Examine device monitor support for Azure IoT Hub

Completed

Azure IoT Hub supports several methods for monitoring the status of devices. While Azure Monitor is the preferred aggregate device monitoring solution, typically for large numbers of devices, this unit presents device monitoring methods better suited to respond to individual device outages.

Event Grid

Event Grid is a fully managed event routing service that uses a publish-subscribe model. Event Grid has built-in support for Azure services like Azure Functions and Azure Logic Apps and can deliver event alerts to non-Azure services using webhooks. For a complete list of the event handlers that Event Grid supports, see Event Handlers.

Subscribe to the deviceConnected and deviceDisconnected events on Event Grid to get alerts and monitor the device connection state.

The following articles describe to integrate device Event Grid connected and disconnected events in an Azure IoT Hub solution:

Event Grid limitations

Using Event Grid to monitor device status comes with the following limitations:

  • Event Grid doesn't report each individual device connect and disconnect event. Instead, it polls for device status every 60 seconds and publishes the most recent connection state if there was a state change. For this reason, state change reports may be delayed up to one minute and individual state changes may be unreported if multiple events happen within the 60-second window.
  • Devices that use AMQP need cloud-to-device link before they can report device status.
  • Event Grid exposes a public endpoint that can't be hidden.

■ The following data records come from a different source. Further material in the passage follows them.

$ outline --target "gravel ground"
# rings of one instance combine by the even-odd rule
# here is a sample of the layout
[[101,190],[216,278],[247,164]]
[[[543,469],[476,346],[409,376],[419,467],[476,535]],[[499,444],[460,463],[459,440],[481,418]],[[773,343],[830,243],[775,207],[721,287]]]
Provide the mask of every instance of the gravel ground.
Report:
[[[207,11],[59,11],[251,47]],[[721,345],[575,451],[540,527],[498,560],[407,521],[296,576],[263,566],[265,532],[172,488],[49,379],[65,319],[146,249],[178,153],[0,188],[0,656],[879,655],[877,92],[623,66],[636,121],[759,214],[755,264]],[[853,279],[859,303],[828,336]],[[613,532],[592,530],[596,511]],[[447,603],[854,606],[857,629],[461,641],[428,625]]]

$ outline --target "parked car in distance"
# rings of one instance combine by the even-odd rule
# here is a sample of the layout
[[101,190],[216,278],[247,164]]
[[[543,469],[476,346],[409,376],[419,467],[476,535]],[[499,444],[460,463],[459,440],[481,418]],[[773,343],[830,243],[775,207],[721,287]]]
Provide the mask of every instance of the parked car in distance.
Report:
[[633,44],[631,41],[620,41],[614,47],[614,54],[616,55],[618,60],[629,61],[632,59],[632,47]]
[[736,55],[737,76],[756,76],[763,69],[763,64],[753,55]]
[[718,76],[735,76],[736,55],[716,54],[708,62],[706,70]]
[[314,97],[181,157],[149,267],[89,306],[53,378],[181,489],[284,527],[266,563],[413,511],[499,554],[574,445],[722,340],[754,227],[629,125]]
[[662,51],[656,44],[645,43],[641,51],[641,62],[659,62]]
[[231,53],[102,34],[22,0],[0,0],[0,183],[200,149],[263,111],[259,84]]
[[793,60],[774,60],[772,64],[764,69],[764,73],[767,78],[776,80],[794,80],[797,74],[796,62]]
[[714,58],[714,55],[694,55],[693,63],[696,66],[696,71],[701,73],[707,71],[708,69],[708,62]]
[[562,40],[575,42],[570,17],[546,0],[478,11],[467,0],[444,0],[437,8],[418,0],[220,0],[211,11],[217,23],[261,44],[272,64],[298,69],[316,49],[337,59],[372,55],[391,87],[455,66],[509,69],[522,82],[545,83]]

Device twin connectionState

Every Azure IoT Hub device identity contains a property called connectionState that reports either connected or disconnected. This property represents Azure IoT Hub's understanding of a device's connection status.

The connection state property has several limitations:

  • The connection state is updated only for devices that use MQTT or AMQP.
  • Updates to this property rely on protocol-level pings and may be delayed as much as five minutes.

For these reasons, only use the connectionState field during development and debugging. IoT solutions shouldn't query the field at run time. For example, don't query the connectionState field to check if a device is connected before you send a cloud-to-device message or an SMS.

Device heartbeat pattern

If you need to know the connection state of your devices but the limitations of Event Grid are too restricting for your solution, you can implement the heartbeat pattern. In the heartbeat pattern, the device sends device-to-cloud messages at least once every fixed amount of time (for example, at least once every hour). Even if a device doesn't have any data to send, it still sends an empty device-to-cloud message, usually with a property that identifies it as a heartbeat message. On the service side, the solution maintains a map with the last heartbeat received for each device. If the solution doesn't receive a heartbeat message within the expected time from the device, it assumes that there's a problem with the device.

Device heartbeat limitations

Since heartbeat messages are implemented as device-to-cloud messages, they count against your IoT Hub message quota and throttling limits.

Short expiry time pattern

If an IoT solution uses the connection state solely to determine whether to send cloud-to-device messages to a device, and messages aren't broadcast to large sets of devices, the short expiry time pattern is a simpler alternative to the heartbeat pattern. The short expiry time pattern is a way to determine whether to send cloud-to-device messages by sending messages with a short message expiration time and requesting message acknowledgments from the devices.

For more information, see Message expiration (time to live).

Monitor devices using multiple methods

You can use multiple methods to monitor devices. A more complex implementation could include the information from Azure Monitor and Azure Resource Health to identify devices that are trying to connect or communicate but failing. Azure Monitor dashboards are helpful for seeing the aggregate health of your devices, while Event Grid and heartbeat patterns make it easier to respond to individual device outages.